Außerdem soll der Ring „die geheime Kraft [haben], vor Gott Und Menschen angenehm zu machen“ (Z. 1915-1916). Diese Kraft steht für die Nächstenliebe, da diese Beliebtheit nur mit ihr zu erreichen ist.
Der Ring soll immer „[o]hn‘ Ansehn der Geburt“ (Z. 1926) also nicht wie üblich an den Erstgeborenen, sondern an den geliebtesten Sohn vererbt werden.
Der gewählte Nachfolger wird damit zum „Fürst des Hauses“ (Z. 1927), also zum Herrscher.
Der „Vater“ (Z. 1930) steht als Prophet der Ur-Religion, da er zu diesem Zeitpunkt Besitzer des einzigen Ringes ist und von seiner Macht Gebrauch macht.
Da der Vater alle Söhne gleich liebt, lässt er seinen Ring bei „einem Künstler“ (Z. 1945) duplizieren. Dieser Künstler steht für Gott, da nur er in der Lage ist, die Fälschungen so perfekt zu machen, dass „selbst der Vater seinen Musterring [n]icht unterscheiden“ (Z. 1951-1952) kann.
Der Streit der Söhne, wer den echten Ring besitzt (vgl. Z. 1961-62), steht für die Glaubenskriege um die richtige Religion, bei der die Parteien nicht merken, dass sie eigentlich für das Gleiche kämpfen.
Der „Richter“ (Z. 1994), der entscheiden soll, welcher Ring der echte ist, steht für eine aufgeklärte Person, die sich für eine Religion entscheiden soll, aber keine Unterschiede feststellen kann.
Zum Ende hin verdeutlicht der Richter, dass unter den Ringen keine Unterschiede festzustellen sind (vgl. Z. 2024-2025, 2034-2035) und jeder seiner „[v]on Vorurteilen freie® Liebe“ (Z. 2042) folgen soll.

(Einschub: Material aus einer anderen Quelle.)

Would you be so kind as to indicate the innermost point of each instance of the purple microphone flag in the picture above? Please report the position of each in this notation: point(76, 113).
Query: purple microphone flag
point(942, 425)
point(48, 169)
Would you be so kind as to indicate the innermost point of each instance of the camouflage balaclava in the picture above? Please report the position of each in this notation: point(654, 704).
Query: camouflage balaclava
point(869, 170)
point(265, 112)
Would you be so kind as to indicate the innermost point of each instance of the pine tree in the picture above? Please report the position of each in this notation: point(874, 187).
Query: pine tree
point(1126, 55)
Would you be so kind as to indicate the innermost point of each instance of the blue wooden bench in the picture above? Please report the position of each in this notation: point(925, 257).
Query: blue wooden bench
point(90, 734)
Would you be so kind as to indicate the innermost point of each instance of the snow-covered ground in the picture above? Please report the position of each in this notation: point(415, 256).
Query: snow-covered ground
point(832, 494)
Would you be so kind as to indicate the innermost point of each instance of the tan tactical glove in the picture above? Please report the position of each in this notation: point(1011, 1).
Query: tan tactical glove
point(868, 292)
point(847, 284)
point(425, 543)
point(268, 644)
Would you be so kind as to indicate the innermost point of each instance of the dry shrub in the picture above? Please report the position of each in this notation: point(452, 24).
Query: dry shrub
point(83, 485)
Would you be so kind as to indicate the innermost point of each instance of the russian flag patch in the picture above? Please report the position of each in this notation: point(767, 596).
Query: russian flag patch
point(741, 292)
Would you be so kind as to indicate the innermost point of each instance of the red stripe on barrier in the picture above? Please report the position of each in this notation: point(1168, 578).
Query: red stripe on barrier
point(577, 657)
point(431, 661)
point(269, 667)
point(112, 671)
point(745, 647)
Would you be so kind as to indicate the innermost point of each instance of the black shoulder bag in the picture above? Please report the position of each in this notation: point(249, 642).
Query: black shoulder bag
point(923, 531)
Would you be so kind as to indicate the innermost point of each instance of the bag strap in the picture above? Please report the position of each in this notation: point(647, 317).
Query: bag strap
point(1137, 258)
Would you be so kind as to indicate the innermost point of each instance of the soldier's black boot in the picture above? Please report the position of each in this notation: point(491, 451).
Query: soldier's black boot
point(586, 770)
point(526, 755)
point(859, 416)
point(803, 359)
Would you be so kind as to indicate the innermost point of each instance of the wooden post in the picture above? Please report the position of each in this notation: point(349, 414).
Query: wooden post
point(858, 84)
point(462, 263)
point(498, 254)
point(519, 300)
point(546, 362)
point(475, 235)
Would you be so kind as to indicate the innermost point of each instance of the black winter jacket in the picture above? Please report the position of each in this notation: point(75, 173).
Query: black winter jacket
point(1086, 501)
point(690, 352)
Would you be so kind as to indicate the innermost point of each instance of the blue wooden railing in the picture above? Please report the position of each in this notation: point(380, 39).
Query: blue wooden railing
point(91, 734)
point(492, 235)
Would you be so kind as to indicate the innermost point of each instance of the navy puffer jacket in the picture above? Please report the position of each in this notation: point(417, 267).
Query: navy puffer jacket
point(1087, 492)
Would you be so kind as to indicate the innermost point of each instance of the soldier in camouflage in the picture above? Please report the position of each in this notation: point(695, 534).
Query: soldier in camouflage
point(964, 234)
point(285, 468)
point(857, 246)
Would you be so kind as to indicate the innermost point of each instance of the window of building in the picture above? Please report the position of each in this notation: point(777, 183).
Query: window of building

Zum Schluss ist also keine Religion die einzig wahre, sondern alle sind gleich da sie alle aus der Ur- Religion entstanden sind. Man kann mit jeder Religion glücklich sein (also die Macht des Ringes haben) wenn man die Regel der Nächstenliebe befolgt. Schlussendlich ist nicht die Religion entscheidend, sondern wie man sie auslebt.